2015年10月22日 06:00 公開

骨折でエコノミークラス症候群に? 市民公開講座で注意喚起

日本血栓止血学会

 毎年10月13日は「世界血栓症デー」。いわゆるエコノミークラス症候群(静脈血栓塞栓=そくせん=症)などの血栓症を知ってもらうため、世界的に啓発活動が展開されている。日本血栓止血学会はこの日に向け、国内2カ所で市民公開講座を開催。10月12日に開かれた東京講演では、エコノミークラス症候群が発生する仕組みなどを解説し、入院や安静にしている状況、特に骨折したときは危険度が高いと紹介。予防の重要性を強調した。なお10月13日は、血栓症を提唱したドイツの病理学者、ルドルフ・ウイルヒョウの生誕日。

入院生活がリスクを高める

 血栓症とは、血管の中にできた血の塊(血栓)が血の流れを妨げ、それによって引き起こされるさまざまな病気のこと。エコノミークラス症候群の場合は、ふくらはぎなどの静脈に血栓ができ、それが血流に乗ってたどりついた肺動脈をふさいでしまう。医学的には、ふくらはぎに血栓ができることを「深部静脈血栓症」、血栓が肺動脈をふさいでしまうことを「肺血栓塞栓症」といい、2つを合わせて「静脈血栓塞栓症」と呼ばれている。

 飛行機に長時間乗っているときはもちろん、長時間同じ姿勢でいるときも起こりやすくなる。実際、東日本大震災の被災地では、窮屈な避難生活を送る人々の間で静脈血栓塞栓症が数多く報告されている。昨年の世界血栓症デーに開かれた市民公開講座では、岩手県大槌町の仮設住宅で行った巡回検診がライブ中継され、多くの人の脚に血栓ができていることが紹介された(関連記事:エコノミークラス症候群の現状、被災地からライブ中継)。
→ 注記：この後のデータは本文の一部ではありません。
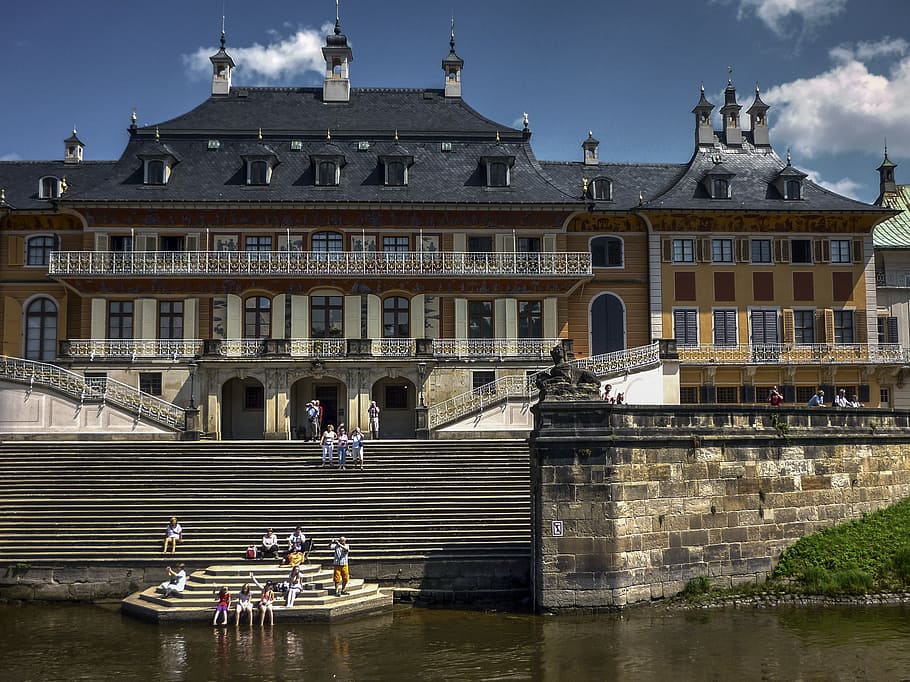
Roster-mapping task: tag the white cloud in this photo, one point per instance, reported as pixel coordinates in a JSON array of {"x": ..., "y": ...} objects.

 今年の市民公開講座のテーマは「意外と身近なところで起こる! 静脈血栓症って?」。上記以外で血栓ができやすい身近な状況と言えば、入院や安静を余儀なくされているときだろう。特に骨折はギプスで固定するため、より危険度が高くなる。また、股関節を骨折した場合の手術や人工関節(股関節・膝関節)の手術でも、血栓が発生しやすくなるという。講座では、こうした状況では注意すべきと紹介された。

 では、血栓を発生させないために何をすればよいのか。講座では、予防法として下記の6点が挙げられた。

  • 早くベッドから起き上がり、歩くこと(早期離床・歩行)
  • 足首の背屈運動、底屈運動などを行う
  • ふくらはぎのマッサージ、脚を挙げる、足関節背屈などをしてもらう
  • 弾性ストッキングや弾性包帯を身に着ける
  • 機械をつかって脚を圧迫する(間欠的空気圧迫法)
  • 薬による治療

予防法知れば怖くない病気

 体験者からのメッセージとして、患者会「肺塞栓症・深部静脈血栓症友の会」の江原幸一代表(NPO法人日本血栓症協会理事)が登壇。江原代表は、2002年に妻が帝王切開で出産した翌日に肺塞栓症を発症し、それ以来、意識不明のまま53日後に息を引き取ったという。江原代表の妻は診断までに1時間かかったそうだが、当時は診断までかなりの時間を要していた上に、肺塞栓症の予防に健康保険が適用されなかった。肺塞栓症の認識と予防を徹底したいと思い、患者や家族の支援団体を設立したとしている。

 また、エコノミークラス症候群の経験者であるサッカー元日本代表の高原直泰選手と、江原代表との対談の模様がビデオで紹介された。高原選手は「一生付き合う病気に対して、自分が向き合って病気を意識して管理するというのではなく、無意識に管理できるようにしていきたい」コメント。江原代表は「病気を克服するためには患者、医療者、製薬会社の緊密な協力が必要」と強調した。

 同学会の尾崎由基男理事長(笛吹中央病院院長)は「誰にでも起こる可能性のある病気だが、予防法を知れば怖くないことを認識してもらうため、世界血栓症デーなどを通して今後も啓発していきたい」と総括した。